Adapun pola perekrutan yang dilakukan oleh Andi Baso, tak terlepas dari campur tangan pengendali atau mastermind JAD Indonesia afiliasi ISIS, Saefulah.
Dedi mengatakan, ketika pasangan tersebut siap untuk dikirim, Andi Baso mengkoordinasikannya dengan Saefulah serta jaringannya di Filipina. Hal itu diketahui melalui keterangan lima tersangka bom bunuh diri tersebut dari kepolisian Filipina.
"Ada komunikasi dengan jaringan yang ada di Filipina, baru mereka dipersiapkan untuk jadi pengantin suicide bomber. Namun demikian, dugan ini tentunya nanti (diperiksa) dari sisi saintifik Densus 88 yang sudah bekerja sama dengan kepolisian Filipina. Dari data tes DNA beberapa potongan tubuh yang didapat di TKP nanti akan dicocokkan dengan pihak keluarga (pasangan) yang ada di Sulawesi," papar Dedi.
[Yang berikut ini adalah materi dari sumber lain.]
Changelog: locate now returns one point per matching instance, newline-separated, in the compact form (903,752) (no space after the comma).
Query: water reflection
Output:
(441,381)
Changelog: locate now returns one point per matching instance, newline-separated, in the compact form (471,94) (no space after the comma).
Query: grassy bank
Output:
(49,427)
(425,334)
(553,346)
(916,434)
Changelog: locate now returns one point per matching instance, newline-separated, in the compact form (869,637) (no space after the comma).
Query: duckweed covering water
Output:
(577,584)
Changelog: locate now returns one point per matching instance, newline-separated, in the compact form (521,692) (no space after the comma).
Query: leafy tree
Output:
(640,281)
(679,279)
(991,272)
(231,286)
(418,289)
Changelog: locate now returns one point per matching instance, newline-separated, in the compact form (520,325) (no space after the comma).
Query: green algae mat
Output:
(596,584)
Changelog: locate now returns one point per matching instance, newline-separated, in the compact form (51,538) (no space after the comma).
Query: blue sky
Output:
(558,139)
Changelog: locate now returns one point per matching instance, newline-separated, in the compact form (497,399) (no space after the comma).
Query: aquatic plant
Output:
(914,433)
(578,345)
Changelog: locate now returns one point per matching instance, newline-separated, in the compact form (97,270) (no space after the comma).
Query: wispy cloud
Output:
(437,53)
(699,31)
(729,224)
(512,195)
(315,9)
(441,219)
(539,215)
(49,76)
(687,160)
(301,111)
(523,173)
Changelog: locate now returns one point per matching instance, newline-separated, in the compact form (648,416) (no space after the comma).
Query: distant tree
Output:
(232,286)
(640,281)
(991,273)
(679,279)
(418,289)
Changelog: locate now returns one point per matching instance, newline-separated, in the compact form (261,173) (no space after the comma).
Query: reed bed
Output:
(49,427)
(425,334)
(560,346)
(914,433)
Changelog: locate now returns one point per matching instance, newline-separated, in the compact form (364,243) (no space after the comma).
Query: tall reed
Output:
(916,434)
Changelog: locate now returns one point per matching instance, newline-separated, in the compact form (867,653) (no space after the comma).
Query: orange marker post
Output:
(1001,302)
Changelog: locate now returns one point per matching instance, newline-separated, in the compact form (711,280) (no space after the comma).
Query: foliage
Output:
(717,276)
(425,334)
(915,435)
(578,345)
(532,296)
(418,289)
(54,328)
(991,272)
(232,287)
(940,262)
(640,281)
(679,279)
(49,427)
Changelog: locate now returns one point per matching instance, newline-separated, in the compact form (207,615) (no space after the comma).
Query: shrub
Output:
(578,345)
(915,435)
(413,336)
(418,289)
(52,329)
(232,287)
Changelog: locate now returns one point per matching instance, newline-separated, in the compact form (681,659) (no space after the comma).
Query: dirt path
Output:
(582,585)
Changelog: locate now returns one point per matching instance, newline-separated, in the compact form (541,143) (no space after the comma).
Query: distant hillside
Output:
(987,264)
Terkait motif kepindahan pasangan itu ke Filipina, apakah memang sengaja menjadi 'pengantin' atau menetap di sana, polisi masih mendalaminya. "Jadi nanti itu kita akan dalami dulu. Dari Andi Baso itu keterangannya emang diarahkan kesana, makanya sebelum dia melakukan tentunya kan ada komunikasi dulu, komunikasi dengan pihak sana juga," terang Dedi.
Andi Baso sendiri merupakan anggota murni JAD yang memiliki jaringan internasional. Tim Detasemen Khusus (Densus) 88 Antiteror mendapatkan informasi bahwa Andi Baso kini bergabung di Khorasan, Afghanistan.
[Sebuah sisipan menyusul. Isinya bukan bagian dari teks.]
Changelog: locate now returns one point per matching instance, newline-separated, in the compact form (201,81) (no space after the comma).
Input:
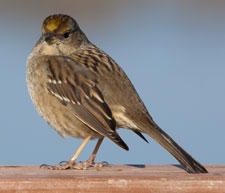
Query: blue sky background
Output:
(173,52)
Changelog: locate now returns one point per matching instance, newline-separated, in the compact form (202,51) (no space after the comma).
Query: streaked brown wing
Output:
(76,87)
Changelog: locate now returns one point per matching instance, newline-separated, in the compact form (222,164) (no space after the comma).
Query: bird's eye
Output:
(66,35)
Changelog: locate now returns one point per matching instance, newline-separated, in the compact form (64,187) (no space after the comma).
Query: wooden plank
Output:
(113,178)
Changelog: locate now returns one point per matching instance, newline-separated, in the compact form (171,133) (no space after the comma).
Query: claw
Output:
(64,165)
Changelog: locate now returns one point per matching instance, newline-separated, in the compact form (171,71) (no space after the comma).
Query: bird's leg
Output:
(90,162)
(70,164)
(91,159)
(93,155)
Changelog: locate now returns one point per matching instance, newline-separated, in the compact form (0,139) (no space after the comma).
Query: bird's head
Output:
(59,28)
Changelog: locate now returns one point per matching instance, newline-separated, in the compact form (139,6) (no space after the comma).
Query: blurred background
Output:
(173,51)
Dedi mengatakan, Khorasan menjadi tempat persembunyian sisa anggota ISIS dan Al Qaeda. Tempat itu disebut sulit dijangkau oleh aparat.
"Sekarang itu daerah yang dikuasai (ISIS), dulu pelarian Al Qaeda juga larinya kesitu. Yang paling tua kan Al Qaeda, ISIS lebih ekstrem lagi kan haluannya. Kalau begitu maka mereka ada komunikasi kesitu. Setelah kita pelajari juga dari hasil penangkapan-penangkapan jaringan terorisme yg ada di Indonesia juga ada memiliki hubungan," tandas Dedi.
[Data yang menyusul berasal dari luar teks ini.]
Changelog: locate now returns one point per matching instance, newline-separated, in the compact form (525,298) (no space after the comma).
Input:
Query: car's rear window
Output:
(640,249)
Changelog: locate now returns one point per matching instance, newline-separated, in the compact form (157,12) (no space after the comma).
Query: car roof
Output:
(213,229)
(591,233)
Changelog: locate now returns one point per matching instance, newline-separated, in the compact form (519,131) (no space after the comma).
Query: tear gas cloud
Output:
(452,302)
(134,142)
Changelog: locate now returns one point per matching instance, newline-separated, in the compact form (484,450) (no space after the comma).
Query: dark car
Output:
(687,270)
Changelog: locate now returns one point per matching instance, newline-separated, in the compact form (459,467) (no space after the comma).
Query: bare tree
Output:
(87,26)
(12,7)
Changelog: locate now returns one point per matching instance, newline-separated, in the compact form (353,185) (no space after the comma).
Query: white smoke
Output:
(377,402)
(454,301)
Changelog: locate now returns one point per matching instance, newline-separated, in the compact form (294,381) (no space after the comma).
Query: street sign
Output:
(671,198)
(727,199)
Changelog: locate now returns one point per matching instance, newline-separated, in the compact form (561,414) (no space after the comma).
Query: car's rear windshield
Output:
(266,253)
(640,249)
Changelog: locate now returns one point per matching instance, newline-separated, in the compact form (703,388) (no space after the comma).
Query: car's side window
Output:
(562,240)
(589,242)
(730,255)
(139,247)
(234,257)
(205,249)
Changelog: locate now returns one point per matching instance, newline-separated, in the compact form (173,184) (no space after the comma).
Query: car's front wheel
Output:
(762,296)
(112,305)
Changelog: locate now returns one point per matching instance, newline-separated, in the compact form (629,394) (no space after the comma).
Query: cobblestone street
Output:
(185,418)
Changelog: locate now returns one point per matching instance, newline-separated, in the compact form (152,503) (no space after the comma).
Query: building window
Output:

Sebelumnya, Menteri Dalam Negeri Filipina, Eduardo Ano menyebut insiden itu menyebabkan 22 orang meninggal dunia dan 100 orang luka-luka.
Dalam konferensi pers di Provinsi Visayas, Filipina, pada 1 Februari 2019 lalu, Ano menyebut pelaku bom bunuh diri adalah pasangan suami istri WNI bernama Abu Huda dan seorang perempuan yang tidak disebutkan namanya.
Kedua pelaku dibantu oleh Kamah, anggota kelompok Ajang-Ajang yang berafiliasi dengan kelompok Abu Sayyaf. Faksi tersebut telah menyatakan dukungannya kepada jaringan teroris ISIS.
Sementata itu, pada 4 Februari lalu, Kepala Kepolisian Nasional Filipina Oscar D. Albayalde menyampaikan keterangan pers bahwa Kammah L. Pae, seorang pria warga Jolo yang diyakini sebagai tersangka utama sekaligus donatur aksi pengeboman, telah menyerahkan diri bersama empat orang lainnya, yaitu Albaji Kisae Gadjali alias Awag, Rajan Bakil Gadjali alias Radjan, Kaisar Bakil Gadjali alias Isal, serta Salit Alih alias Papong.
Kelima orang tersebut adalah anggota kelompok Abu Sayyaf di bawah pimpinan Hatib Hajan Sawadjaan. Mereka menyerahkan diri setelah kepolisian dan militer Filipina melakukan operasi pengejaran besar-besaran.